County Public Health Specialist Ethan Rindfleisch explained that all applications were evaluated by a panel of trained experts from Steele County’s Opioid Settlement Advisory Team, composed of professionals in the substance use prevention field, including representatives from MNPrairie County Alliance, South Country Health Alliance, and Steele County Public Health.

After individually scoring proposals, the team determined award amounts.

“The scoring rubric assessed several factors, such as the organization’s capacity to implement their project, alignment with priorities identified in the community opioid funding prioritization survey, an emphasis on collaborating with partners to address unmet needs, and a well-developed workplan with measurable goals and sustainable, long-term impacts,” he said.

County commissioners approved a ceiling of $100,000 for programs in 2025. 

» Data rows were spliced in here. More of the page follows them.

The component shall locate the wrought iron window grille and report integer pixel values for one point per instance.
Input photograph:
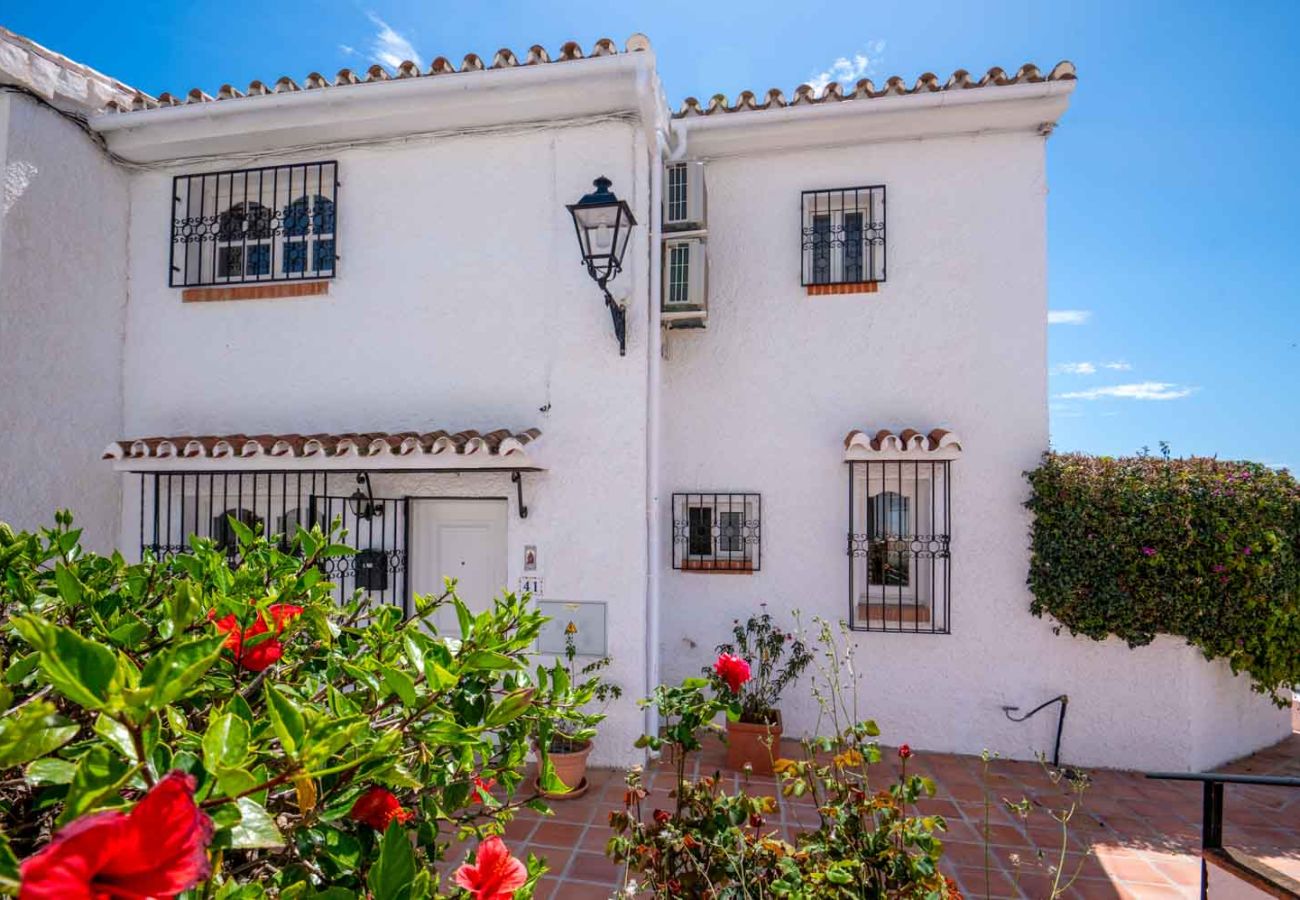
(843, 236)
(255, 225)
(178, 505)
(898, 546)
(716, 532)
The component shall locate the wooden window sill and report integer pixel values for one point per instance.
(849, 288)
(906, 613)
(271, 291)
(718, 566)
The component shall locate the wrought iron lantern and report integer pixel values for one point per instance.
(363, 502)
(603, 225)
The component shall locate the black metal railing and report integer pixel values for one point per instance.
(274, 223)
(716, 531)
(178, 505)
(1212, 807)
(898, 546)
(843, 236)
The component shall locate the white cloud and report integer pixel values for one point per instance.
(849, 69)
(390, 47)
(1142, 390)
(1069, 316)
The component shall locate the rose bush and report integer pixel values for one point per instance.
(190, 721)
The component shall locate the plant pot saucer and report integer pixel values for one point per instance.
(571, 795)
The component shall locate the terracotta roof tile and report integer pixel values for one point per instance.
(502, 59)
(858, 444)
(866, 90)
(499, 442)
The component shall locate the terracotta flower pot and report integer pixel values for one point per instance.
(571, 769)
(753, 743)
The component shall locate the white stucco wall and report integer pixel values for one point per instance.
(957, 338)
(63, 299)
(460, 303)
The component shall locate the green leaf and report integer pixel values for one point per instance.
(510, 708)
(401, 684)
(489, 660)
(286, 719)
(31, 732)
(393, 873)
(99, 775)
(256, 829)
(225, 744)
(51, 770)
(79, 669)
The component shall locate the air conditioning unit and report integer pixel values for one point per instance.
(685, 281)
(684, 197)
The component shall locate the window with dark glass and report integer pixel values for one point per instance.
(250, 225)
(716, 531)
(844, 236)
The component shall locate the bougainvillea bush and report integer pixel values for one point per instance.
(1196, 548)
(193, 727)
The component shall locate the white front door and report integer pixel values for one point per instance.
(459, 539)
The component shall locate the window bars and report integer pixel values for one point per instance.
(176, 505)
(255, 225)
(716, 532)
(843, 236)
(900, 566)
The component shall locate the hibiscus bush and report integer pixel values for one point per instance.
(1203, 549)
(208, 728)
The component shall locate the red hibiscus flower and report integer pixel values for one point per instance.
(259, 654)
(377, 807)
(481, 790)
(494, 874)
(732, 670)
(157, 849)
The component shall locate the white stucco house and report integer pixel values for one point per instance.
(815, 383)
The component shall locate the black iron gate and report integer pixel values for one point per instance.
(176, 505)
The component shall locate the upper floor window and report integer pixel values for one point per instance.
(844, 237)
(252, 225)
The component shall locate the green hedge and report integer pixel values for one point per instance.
(1197, 548)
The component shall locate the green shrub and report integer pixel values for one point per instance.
(1197, 548)
(337, 748)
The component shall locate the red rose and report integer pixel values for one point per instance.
(732, 670)
(157, 849)
(260, 654)
(494, 874)
(377, 807)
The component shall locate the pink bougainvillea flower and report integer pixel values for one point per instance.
(258, 654)
(494, 874)
(377, 808)
(157, 851)
(482, 788)
(732, 670)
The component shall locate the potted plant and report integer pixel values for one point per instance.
(567, 752)
(755, 666)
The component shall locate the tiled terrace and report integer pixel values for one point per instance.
(1132, 838)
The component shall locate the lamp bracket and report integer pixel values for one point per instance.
(519, 490)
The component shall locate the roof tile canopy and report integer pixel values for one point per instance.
(908, 444)
(381, 450)
(866, 90)
(503, 59)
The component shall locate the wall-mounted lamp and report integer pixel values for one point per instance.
(362, 502)
(603, 225)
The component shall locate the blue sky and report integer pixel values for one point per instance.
(1174, 184)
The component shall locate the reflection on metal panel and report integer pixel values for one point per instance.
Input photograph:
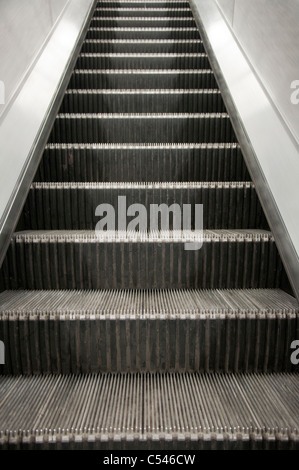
(268, 32)
(26, 123)
(24, 27)
(270, 151)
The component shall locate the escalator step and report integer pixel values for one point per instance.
(137, 163)
(146, 79)
(127, 259)
(72, 206)
(141, 11)
(131, 411)
(142, 128)
(143, 22)
(156, 330)
(145, 60)
(160, 46)
(145, 4)
(142, 101)
(141, 33)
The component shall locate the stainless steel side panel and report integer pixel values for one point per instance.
(270, 150)
(25, 125)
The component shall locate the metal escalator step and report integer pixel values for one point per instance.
(161, 46)
(72, 206)
(141, 11)
(145, 60)
(142, 33)
(142, 101)
(137, 163)
(147, 330)
(142, 128)
(149, 260)
(145, 4)
(143, 79)
(145, 22)
(139, 411)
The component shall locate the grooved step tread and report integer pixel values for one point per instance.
(148, 304)
(194, 410)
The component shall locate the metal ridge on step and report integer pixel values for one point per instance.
(203, 145)
(122, 236)
(143, 185)
(197, 410)
(163, 303)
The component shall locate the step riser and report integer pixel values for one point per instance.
(135, 265)
(140, 47)
(144, 4)
(135, 80)
(142, 164)
(152, 129)
(41, 345)
(149, 22)
(141, 12)
(143, 33)
(110, 62)
(142, 103)
(50, 208)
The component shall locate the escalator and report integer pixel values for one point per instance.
(125, 339)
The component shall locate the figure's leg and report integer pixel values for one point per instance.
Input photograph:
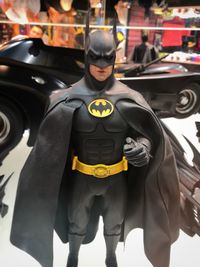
(114, 204)
(78, 215)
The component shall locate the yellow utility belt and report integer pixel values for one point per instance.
(100, 170)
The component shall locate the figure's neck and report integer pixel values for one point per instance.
(98, 86)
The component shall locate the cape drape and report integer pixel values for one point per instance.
(153, 193)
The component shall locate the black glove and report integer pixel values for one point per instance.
(137, 153)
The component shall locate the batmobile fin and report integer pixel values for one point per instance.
(196, 158)
(3, 207)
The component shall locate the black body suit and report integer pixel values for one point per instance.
(98, 140)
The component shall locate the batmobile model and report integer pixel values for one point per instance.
(30, 72)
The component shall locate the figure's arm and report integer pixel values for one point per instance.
(137, 152)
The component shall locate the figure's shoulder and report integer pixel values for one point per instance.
(131, 94)
(60, 96)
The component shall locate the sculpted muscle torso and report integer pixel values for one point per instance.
(99, 139)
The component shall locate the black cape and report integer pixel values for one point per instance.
(153, 192)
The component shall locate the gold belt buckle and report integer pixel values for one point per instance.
(101, 171)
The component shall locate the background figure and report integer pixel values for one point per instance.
(21, 10)
(145, 52)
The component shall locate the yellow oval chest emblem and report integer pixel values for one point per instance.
(100, 108)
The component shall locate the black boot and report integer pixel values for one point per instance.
(74, 246)
(111, 245)
(72, 260)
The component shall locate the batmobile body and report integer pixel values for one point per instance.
(30, 72)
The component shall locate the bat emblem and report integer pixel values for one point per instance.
(100, 108)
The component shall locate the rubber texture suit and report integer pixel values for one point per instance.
(92, 120)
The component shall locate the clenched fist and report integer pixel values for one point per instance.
(137, 153)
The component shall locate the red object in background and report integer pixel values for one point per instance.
(173, 37)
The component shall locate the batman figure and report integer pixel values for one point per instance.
(100, 151)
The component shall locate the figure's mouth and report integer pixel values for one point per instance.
(101, 71)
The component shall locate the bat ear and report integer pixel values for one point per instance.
(87, 26)
(114, 29)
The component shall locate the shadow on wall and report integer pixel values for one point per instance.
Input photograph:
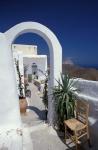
(40, 113)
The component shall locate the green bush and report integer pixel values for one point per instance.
(64, 99)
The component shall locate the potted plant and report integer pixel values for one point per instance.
(64, 99)
(22, 99)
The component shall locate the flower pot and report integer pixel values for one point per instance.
(23, 105)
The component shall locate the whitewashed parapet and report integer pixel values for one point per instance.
(88, 90)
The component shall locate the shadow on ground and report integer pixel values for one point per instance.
(42, 114)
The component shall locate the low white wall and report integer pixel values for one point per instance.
(88, 90)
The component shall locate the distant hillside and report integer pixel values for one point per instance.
(79, 72)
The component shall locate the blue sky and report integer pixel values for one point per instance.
(75, 23)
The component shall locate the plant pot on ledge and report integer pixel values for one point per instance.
(23, 105)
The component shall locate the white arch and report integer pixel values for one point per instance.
(54, 48)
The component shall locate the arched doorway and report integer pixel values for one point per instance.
(54, 48)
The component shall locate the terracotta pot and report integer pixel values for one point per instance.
(23, 105)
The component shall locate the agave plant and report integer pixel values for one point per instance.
(64, 98)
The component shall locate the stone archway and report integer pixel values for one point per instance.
(55, 55)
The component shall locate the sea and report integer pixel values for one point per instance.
(89, 66)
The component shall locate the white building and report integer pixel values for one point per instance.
(27, 55)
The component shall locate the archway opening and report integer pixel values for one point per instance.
(33, 43)
(55, 50)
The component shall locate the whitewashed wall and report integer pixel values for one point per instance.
(19, 57)
(88, 90)
(41, 62)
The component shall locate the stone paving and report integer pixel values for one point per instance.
(37, 134)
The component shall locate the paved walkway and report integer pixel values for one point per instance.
(37, 134)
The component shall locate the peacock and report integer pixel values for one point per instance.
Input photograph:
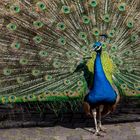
(70, 51)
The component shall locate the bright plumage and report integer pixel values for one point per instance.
(42, 44)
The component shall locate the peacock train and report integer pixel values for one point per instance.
(77, 51)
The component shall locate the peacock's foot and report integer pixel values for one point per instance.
(103, 129)
(90, 129)
(97, 133)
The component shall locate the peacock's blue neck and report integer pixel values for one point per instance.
(100, 79)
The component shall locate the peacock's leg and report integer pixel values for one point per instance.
(94, 113)
(101, 107)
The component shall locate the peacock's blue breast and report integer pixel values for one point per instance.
(101, 90)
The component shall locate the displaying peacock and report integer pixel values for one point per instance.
(66, 50)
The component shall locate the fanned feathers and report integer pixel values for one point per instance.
(43, 42)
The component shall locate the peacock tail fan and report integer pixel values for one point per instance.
(43, 42)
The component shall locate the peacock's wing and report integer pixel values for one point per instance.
(42, 43)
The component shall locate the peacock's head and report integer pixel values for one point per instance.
(97, 47)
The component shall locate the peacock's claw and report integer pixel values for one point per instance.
(97, 133)
(103, 129)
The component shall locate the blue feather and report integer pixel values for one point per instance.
(101, 91)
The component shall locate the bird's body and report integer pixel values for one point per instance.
(102, 98)
(46, 52)
(101, 91)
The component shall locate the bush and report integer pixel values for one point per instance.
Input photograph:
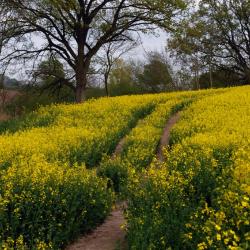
(46, 203)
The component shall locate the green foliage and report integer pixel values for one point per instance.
(156, 75)
(46, 203)
(199, 197)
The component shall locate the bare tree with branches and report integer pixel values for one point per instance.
(77, 29)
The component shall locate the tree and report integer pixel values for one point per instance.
(50, 76)
(215, 38)
(77, 29)
(111, 53)
(156, 76)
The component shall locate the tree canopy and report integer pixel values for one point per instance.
(75, 30)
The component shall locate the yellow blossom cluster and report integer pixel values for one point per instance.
(199, 197)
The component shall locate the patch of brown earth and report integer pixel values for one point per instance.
(108, 236)
(166, 135)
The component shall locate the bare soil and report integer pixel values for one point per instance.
(108, 236)
(166, 135)
(119, 148)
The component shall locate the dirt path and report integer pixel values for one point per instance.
(118, 148)
(108, 236)
(166, 135)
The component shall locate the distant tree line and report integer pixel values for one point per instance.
(83, 46)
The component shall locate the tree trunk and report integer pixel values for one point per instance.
(106, 83)
(81, 82)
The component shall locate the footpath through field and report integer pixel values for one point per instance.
(110, 235)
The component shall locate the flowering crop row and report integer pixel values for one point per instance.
(43, 202)
(199, 197)
(47, 196)
(140, 145)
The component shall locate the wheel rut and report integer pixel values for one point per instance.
(166, 135)
(110, 235)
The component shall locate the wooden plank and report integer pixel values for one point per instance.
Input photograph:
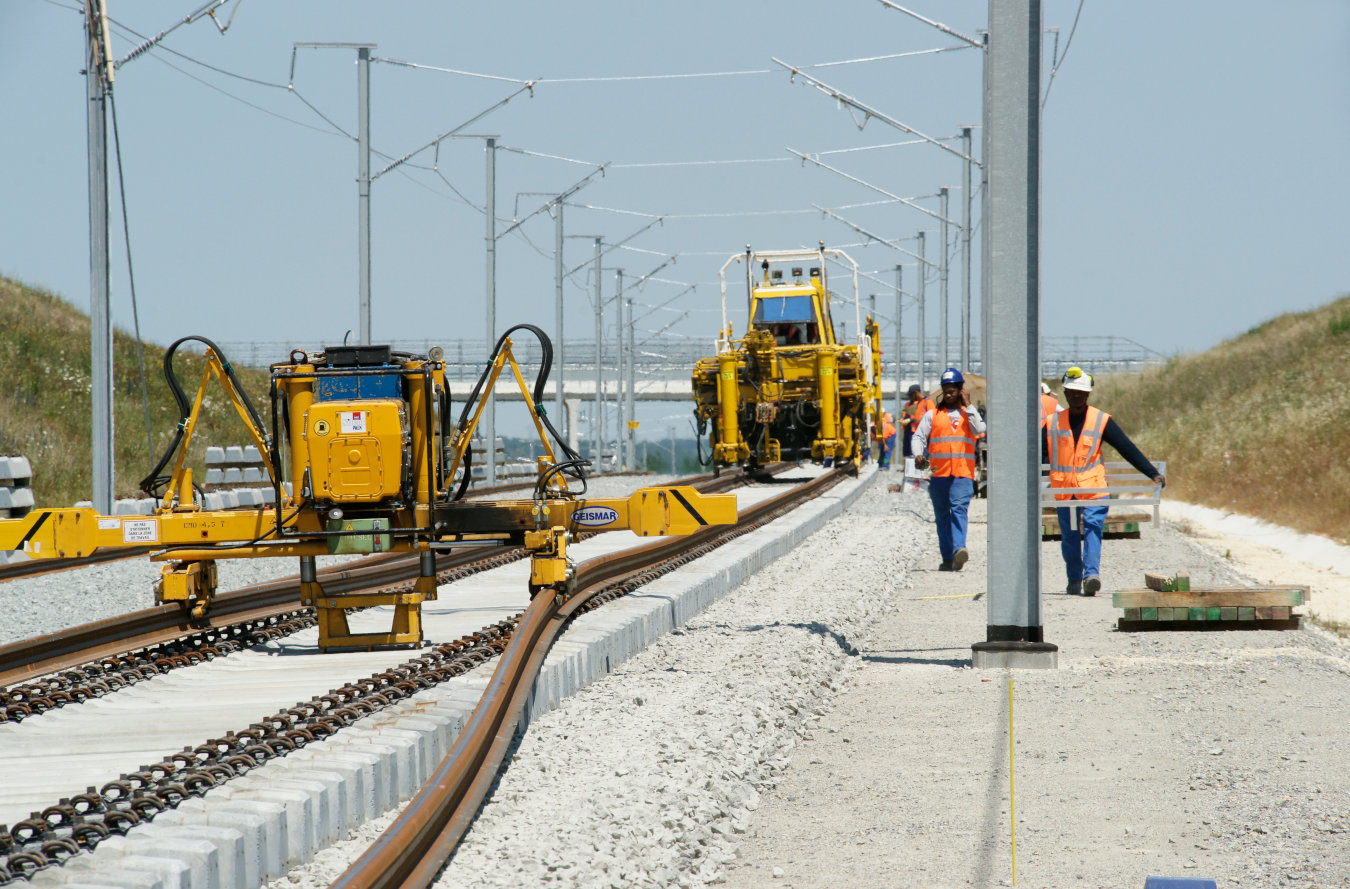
(1144, 626)
(1253, 596)
(1179, 582)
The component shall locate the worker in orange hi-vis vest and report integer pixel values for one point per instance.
(1049, 404)
(945, 439)
(884, 443)
(1072, 447)
(911, 414)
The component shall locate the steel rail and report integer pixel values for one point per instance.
(38, 567)
(421, 839)
(27, 660)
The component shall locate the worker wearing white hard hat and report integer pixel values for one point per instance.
(945, 437)
(1072, 447)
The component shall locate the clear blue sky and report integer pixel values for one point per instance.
(1194, 181)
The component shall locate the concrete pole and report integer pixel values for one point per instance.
(363, 186)
(490, 410)
(600, 381)
(944, 360)
(965, 254)
(559, 350)
(899, 398)
(1014, 636)
(620, 405)
(632, 382)
(922, 324)
(100, 313)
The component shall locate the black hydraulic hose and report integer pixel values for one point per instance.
(540, 379)
(151, 482)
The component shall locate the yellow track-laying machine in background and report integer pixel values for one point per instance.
(791, 389)
(363, 457)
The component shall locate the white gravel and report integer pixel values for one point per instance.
(50, 603)
(821, 727)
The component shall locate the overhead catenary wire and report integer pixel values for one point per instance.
(1068, 42)
(131, 274)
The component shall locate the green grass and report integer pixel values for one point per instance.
(45, 405)
(1257, 425)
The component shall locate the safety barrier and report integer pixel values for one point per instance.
(15, 495)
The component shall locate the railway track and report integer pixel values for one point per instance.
(78, 822)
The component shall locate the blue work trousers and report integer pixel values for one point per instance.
(951, 499)
(887, 449)
(1082, 544)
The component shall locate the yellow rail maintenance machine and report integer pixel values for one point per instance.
(363, 457)
(791, 389)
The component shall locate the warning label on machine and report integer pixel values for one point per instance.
(141, 530)
(353, 422)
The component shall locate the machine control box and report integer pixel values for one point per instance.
(357, 449)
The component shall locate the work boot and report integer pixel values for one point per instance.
(959, 559)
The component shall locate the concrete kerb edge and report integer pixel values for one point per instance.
(591, 648)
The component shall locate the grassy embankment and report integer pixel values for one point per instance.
(45, 412)
(1258, 424)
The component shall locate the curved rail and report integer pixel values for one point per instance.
(416, 846)
(274, 599)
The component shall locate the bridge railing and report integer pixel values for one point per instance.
(674, 358)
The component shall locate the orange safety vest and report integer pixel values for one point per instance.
(952, 447)
(915, 410)
(1076, 466)
(1049, 406)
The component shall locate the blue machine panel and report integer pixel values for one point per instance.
(338, 387)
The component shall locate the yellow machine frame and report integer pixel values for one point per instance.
(752, 381)
(365, 510)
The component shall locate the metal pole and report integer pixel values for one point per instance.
(1014, 633)
(965, 252)
(618, 367)
(600, 381)
(922, 306)
(898, 374)
(559, 350)
(942, 197)
(100, 320)
(632, 382)
(490, 409)
(363, 186)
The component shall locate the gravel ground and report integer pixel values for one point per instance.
(50, 603)
(822, 727)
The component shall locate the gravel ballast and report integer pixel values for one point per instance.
(822, 727)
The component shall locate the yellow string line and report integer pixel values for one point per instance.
(960, 595)
(1011, 795)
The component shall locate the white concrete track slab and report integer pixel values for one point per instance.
(281, 814)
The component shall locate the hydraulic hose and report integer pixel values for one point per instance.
(151, 482)
(574, 462)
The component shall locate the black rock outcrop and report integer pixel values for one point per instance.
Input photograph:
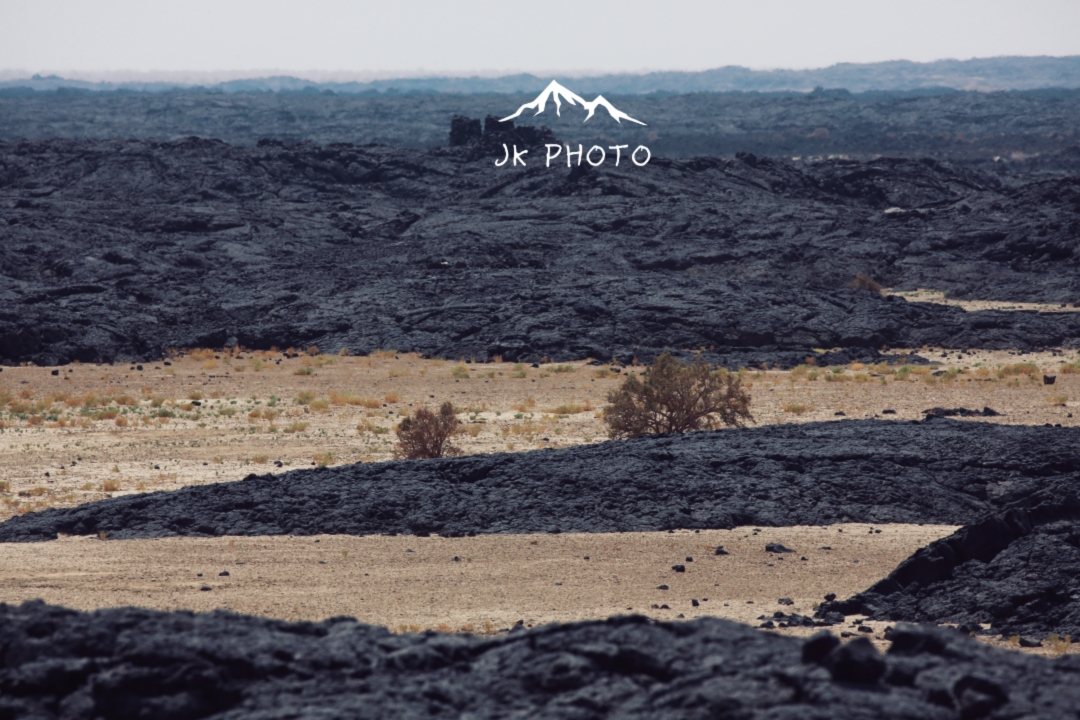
(131, 663)
(1016, 573)
(945, 472)
(122, 249)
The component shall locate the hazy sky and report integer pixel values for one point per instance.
(447, 37)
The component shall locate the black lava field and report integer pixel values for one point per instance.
(131, 663)
(121, 249)
(941, 472)
(1008, 132)
(1010, 574)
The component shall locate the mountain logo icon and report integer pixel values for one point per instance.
(558, 93)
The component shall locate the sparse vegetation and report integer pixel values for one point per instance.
(674, 397)
(428, 434)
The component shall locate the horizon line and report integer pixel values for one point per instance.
(198, 77)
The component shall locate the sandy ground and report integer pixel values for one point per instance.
(413, 584)
(408, 582)
(91, 432)
(942, 298)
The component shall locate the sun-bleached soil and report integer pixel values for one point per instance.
(408, 582)
(234, 431)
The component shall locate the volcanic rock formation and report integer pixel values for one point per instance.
(131, 663)
(943, 472)
(123, 249)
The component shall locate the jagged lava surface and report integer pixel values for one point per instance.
(122, 249)
(940, 472)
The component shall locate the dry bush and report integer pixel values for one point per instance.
(1016, 369)
(428, 434)
(675, 397)
(864, 282)
(526, 406)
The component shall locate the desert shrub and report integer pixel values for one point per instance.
(675, 397)
(428, 434)
(864, 282)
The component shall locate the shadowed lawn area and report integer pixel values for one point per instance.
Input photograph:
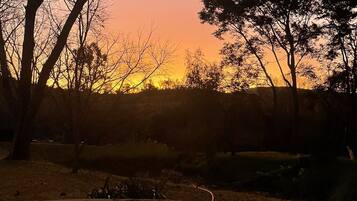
(37, 181)
(151, 160)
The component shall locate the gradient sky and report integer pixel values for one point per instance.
(176, 21)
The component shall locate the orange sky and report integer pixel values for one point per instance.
(174, 20)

Rindfleisch said Public Health staff will do quarterly check-ins with recipients. Annual reports  detailing the use of funds and project outcomes will be presented to the county board in early 2026.

“Additionally, Steele County Public Health is required to report on the use of funds to the Minnesota Department of Human Services by March 31 each year. Any projects receiving $25,000 or more must report on the qualitative success or challenges encountered and provide data on at least one self-defined process measure (addressing the question 'How much did we do?') and one self-defined quality or outcome measure (addressing the questions 'How well did we deliver it?' or 'What difference it make?'),” he wrote in an email.